From c8c5d5809b8f75217af84bfc6902a8d8ec066841 Mon Sep 17 00:00:00 2001
From: Robert Haas <rhaas@postgresql.org>
Date: Mon, 22 Apr 2024 14:52:02 -0400
Subject: [PATCH v1] pg_combinebackup: Detect checksum mismatches and document
 limitation.

If not all backups have the same checksum status, but the final backup
has checksums enabled, then the output directory may include pages
with invalid checksums. Document this limitation and explain how to
work around it.

In a future release, we may want to teach pg_combinebackup to
recompute page checksums when required, but as feature freeze has come
and gone, it seems a bit too late to do that for this release.
---
 doc/src/sgml/backup.sgml                    |  6 +++++-
 doc/src/sgml/ref/pg_combinebackup.sgml      | 20 +++++++++++++++++++
 src/bin/pg_combinebackup/pg_combinebackup.c | 22 +++++++++++++++++++++
 3 files changed, 47 insertions(+), 1 deletion(-)

diff --git a/doc/src/sgml/backup.sgml b/doc/src/sgml/backup.sgml
index b3468eea3c..91da3c26ba 100644
--- a/doc/src/sgml/backup.sgml
+++ b/doc/src/sgml/backup.sgml
@@ -892,7 +892,11 @@ test ! -f /mnt/server/archivedir/00000001000000A900000065 &amp;&amp; cp pg_wal/0
     only the incremental backup itself but also all earlier backups that
     are required to supply the blocks omitted from the incremental backup.
     See <xref linkend="app-pgcombinebackup"/> for further information about
-    this requirement.
+    this requirement.

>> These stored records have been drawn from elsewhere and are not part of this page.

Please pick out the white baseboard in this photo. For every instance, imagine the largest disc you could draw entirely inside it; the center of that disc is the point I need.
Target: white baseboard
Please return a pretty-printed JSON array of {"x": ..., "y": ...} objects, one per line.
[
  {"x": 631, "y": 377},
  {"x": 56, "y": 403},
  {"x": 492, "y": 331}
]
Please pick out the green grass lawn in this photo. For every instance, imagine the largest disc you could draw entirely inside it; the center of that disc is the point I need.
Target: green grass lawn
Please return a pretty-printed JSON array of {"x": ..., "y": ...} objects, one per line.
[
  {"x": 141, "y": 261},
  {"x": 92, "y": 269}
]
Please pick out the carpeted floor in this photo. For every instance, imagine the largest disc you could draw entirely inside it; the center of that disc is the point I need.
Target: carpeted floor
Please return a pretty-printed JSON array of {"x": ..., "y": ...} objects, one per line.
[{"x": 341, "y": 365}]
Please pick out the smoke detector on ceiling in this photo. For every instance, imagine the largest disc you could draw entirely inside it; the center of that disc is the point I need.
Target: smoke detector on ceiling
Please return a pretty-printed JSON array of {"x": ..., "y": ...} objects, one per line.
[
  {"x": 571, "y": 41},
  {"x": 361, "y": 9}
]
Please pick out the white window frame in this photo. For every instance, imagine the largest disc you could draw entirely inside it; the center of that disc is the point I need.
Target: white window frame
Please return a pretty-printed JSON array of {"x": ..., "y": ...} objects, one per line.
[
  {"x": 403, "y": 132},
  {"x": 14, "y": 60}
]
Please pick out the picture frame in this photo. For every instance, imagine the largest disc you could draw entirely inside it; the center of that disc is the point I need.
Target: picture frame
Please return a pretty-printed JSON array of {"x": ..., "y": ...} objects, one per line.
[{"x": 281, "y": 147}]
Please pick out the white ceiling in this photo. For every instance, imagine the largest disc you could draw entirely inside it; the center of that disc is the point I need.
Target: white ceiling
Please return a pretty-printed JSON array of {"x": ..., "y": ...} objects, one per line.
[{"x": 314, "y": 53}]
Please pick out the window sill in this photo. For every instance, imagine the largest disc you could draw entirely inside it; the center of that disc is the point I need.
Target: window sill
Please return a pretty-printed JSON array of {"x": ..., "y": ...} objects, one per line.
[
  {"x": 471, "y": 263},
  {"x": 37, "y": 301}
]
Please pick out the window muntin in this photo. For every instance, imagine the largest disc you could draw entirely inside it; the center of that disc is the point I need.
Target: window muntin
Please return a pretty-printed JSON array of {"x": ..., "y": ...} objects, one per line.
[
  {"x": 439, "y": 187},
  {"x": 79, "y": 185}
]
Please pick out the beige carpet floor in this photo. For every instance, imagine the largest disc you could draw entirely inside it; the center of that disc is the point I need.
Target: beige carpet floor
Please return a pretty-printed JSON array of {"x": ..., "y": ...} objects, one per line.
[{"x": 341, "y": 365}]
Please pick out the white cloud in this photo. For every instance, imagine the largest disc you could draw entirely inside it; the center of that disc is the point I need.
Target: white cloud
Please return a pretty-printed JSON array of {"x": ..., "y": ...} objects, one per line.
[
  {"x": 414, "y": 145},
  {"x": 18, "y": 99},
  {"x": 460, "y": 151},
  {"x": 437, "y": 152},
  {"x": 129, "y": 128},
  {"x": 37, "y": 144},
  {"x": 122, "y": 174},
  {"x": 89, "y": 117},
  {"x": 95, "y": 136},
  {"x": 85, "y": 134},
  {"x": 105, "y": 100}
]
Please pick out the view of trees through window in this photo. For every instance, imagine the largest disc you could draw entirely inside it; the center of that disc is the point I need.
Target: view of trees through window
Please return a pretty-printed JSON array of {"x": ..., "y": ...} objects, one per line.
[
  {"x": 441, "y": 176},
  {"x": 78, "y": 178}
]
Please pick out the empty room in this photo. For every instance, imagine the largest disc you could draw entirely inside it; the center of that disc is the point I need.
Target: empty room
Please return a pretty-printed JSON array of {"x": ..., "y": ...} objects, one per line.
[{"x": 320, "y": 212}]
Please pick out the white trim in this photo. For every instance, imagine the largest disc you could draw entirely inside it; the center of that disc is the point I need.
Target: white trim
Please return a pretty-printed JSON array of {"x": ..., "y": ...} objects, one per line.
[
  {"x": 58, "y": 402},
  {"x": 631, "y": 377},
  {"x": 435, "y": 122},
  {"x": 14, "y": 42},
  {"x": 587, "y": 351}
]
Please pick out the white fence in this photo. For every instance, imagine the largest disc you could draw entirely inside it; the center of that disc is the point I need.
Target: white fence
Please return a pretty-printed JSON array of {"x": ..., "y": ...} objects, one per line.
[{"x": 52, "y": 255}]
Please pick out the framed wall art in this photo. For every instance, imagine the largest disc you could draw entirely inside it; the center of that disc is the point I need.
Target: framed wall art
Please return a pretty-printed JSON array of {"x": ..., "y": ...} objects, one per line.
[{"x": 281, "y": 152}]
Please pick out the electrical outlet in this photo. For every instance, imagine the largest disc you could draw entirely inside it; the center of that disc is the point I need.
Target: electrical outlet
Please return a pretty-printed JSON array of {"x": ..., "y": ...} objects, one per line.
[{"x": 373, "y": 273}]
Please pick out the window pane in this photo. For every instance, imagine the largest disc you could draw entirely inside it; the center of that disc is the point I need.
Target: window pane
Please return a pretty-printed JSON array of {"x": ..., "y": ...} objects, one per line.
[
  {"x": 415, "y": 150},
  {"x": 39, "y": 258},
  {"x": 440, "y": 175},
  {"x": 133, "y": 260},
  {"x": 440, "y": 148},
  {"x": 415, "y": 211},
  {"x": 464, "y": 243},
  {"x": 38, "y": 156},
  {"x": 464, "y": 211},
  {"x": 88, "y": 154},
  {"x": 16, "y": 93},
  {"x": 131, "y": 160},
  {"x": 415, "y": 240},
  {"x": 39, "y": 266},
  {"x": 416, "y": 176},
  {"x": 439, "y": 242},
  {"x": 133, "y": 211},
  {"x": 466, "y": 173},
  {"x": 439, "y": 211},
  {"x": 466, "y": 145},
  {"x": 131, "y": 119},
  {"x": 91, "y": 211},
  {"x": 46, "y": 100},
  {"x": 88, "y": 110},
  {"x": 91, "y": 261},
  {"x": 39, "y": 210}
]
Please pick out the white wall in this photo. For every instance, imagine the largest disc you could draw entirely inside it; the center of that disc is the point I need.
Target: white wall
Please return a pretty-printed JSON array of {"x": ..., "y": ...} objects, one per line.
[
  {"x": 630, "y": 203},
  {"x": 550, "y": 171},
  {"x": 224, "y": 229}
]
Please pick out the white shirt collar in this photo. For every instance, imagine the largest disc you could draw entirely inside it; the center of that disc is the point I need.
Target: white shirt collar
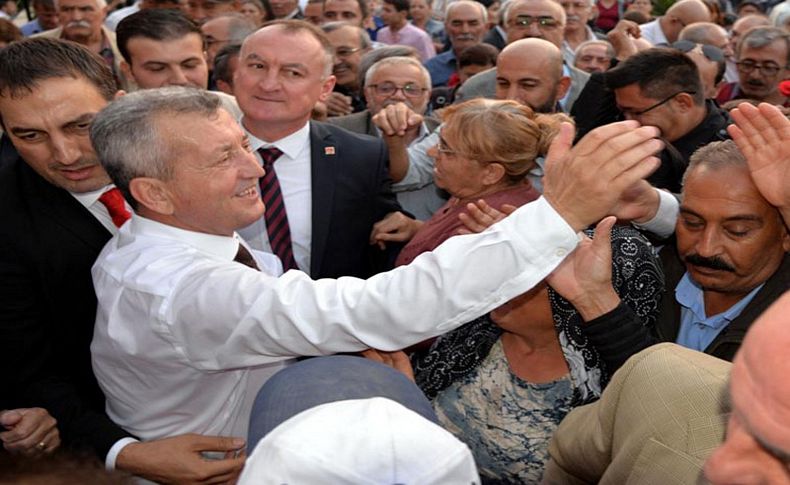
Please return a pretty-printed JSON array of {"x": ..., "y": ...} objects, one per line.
[
  {"x": 292, "y": 145},
  {"x": 223, "y": 247},
  {"x": 87, "y": 199}
]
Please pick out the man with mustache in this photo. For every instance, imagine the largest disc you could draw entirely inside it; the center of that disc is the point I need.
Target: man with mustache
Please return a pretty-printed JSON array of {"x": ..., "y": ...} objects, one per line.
[
  {"x": 763, "y": 61},
  {"x": 727, "y": 263},
  {"x": 82, "y": 21}
]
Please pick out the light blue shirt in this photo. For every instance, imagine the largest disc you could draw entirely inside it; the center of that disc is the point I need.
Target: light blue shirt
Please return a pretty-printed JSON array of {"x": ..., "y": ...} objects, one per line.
[{"x": 697, "y": 330}]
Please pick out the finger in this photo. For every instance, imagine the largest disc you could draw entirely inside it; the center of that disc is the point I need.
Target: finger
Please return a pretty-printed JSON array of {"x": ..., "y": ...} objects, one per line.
[{"x": 216, "y": 443}]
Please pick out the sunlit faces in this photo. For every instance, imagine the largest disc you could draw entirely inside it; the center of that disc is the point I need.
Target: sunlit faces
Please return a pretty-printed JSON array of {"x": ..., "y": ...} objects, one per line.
[
  {"x": 214, "y": 184},
  {"x": 171, "y": 62},
  {"x": 465, "y": 26},
  {"x": 348, "y": 53},
  {"x": 593, "y": 58},
  {"x": 81, "y": 19},
  {"x": 281, "y": 76},
  {"x": 761, "y": 69},
  {"x": 544, "y": 19},
  {"x": 50, "y": 127},
  {"x": 400, "y": 77},
  {"x": 730, "y": 237},
  {"x": 343, "y": 10}
]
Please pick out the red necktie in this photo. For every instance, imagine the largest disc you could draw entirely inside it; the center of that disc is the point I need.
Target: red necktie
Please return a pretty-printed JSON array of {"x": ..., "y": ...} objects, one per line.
[
  {"x": 113, "y": 201},
  {"x": 275, "y": 216}
]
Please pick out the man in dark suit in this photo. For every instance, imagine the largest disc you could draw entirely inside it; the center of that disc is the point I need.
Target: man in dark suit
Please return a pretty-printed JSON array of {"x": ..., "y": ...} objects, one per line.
[
  {"x": 332, "y": 184},
  {"x": 57, "y": 210}
]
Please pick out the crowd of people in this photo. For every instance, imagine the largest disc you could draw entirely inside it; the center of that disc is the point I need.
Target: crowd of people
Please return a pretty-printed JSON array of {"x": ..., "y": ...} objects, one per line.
[{"x": 396, "y": 241}]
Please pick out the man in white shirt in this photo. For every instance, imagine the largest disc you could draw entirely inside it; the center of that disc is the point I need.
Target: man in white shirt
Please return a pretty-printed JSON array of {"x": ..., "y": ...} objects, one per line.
[
  {"x": 186, "y": 331},
  {"x": 54, "y": 219}
]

Note that there are restrictions on the use of
+    <literal>pg_combinebackup</literal> when the checksum status of the
+    cluster has been changed; see
+    <link linkend="app-pgcombinebackup-limitations">pg_combinebackup
+    limitations</link>.
    </para>
 
    <para>
diff --git a/doc/src/sgml/ref/pg_combinebackup.sgml b/doc/src/sgml/ref/pg_combinebackup.sgml
index def1e38ae6..fcf3e25460 100644
--- a/doc/src/sgml/ref/pg_combinebackup.sgml
+++ b/doc/src/sgml/ref/pg_combinebackup.sgml
@@ -261,6 +261,26 @@ PostgreSQL documentation
 
  </refsect1>
 
+ <refsect1 id="app-pgcombinebackup-limitations">
+  <title>Limitations</title>
+
+  <para>
+   <literal>pg_combinebackup</literal> does not recompute page checksums when
+   writing the output directory. Therefore, if any of the backups used for
+   reconstruction were taken with checksums disabled, but the final backup was
+   taken with checksums enabled, the resulting directory may contain pages
+   with invalid checksums.
+  </para>
+
+  <para>
+   To avoid this problem, taking a new full backup after changing the checksum
+   state of the cluster using <xref linkend="app-pgchecksums "/> is
+   recommended. Otherwise, you can disable and then optionally reenable
+   checksums on the directory produced by <literal>pg_combinebackup</literal>
+   in order to correct the problem.
+  </para>
+ </refsect1>
+
  <refsect1>
   <title>Environment</title>
 
diff --git a/src/bin/pg_combinebackup/pg_combinebackup.c b/src/bin/pg_combinebackup/pg_combinebackup.c
index 95da1b01bc..232e16036f 100644
--- a/src/bin/pg_combinebackup/pg_combinebackup.c
+++ b/src/bin/pg_combinebackup/pg_combinebackup.c
@@ -583,6 +583,8 @@ check_control_files(int n_backups, char **backup_dirs)
 {
 	int			i;
 	uint64		system_identifier = 0;	/* placate compiler */
+	uint32		data_checksum_version = 0;	/* placate compiler */
+	bool		data_checksum_mismatch = false;
 
 	/* Try to read each control file in turn, last to first. */
 	for (i = n_backups - 1; i >= 0; --i)
@@ -612,6 +614,16 @@ check_control_files(int n_backups, char **backup_dirs)
 					 controlpath, (unsigned long long) system_identifier,
 					 (unsigned long long) control_file->system_identifier);
 
+		/*
+		 * Detect checksum mismatches, but only if the last backup in the
+		 * chain has checksums enabled.
+		 */
+		if (i == n_backups - 1)
+			data_checksum_version = control_file->data_checksum_version;
+		else if (data_checksum_version != 0 &&
+				 data_checksum_version != control_file->data_checksum_version)
+			data_checksum_mismatch = true;
+
 		/* Release memory. */
 		pfree(control_file);
 		pfree(controlpath);
@@ -624,6 +636,16 @@ check_control_files(int n_backups, char **backup_dirs)
 	pg_log_debug("system identifier is %llu",
 				 (unsigned long long) system_identifier);
 
+	/*
+	 * Warn the user if not all backups are in the same state with regards to
+	 * checksums.
+	 */
+	if (data_checksum_mismatch)
+	{
+		pg_log_warning("only some backups have checksums enabled");
+		pg_log_warning_hint("disable, and optionally reenable, checksums on the output directory to avoid failures");
+	}
+
 	return system_identifier;
 }
 
-- 
2.39.3 (Apple Git-145)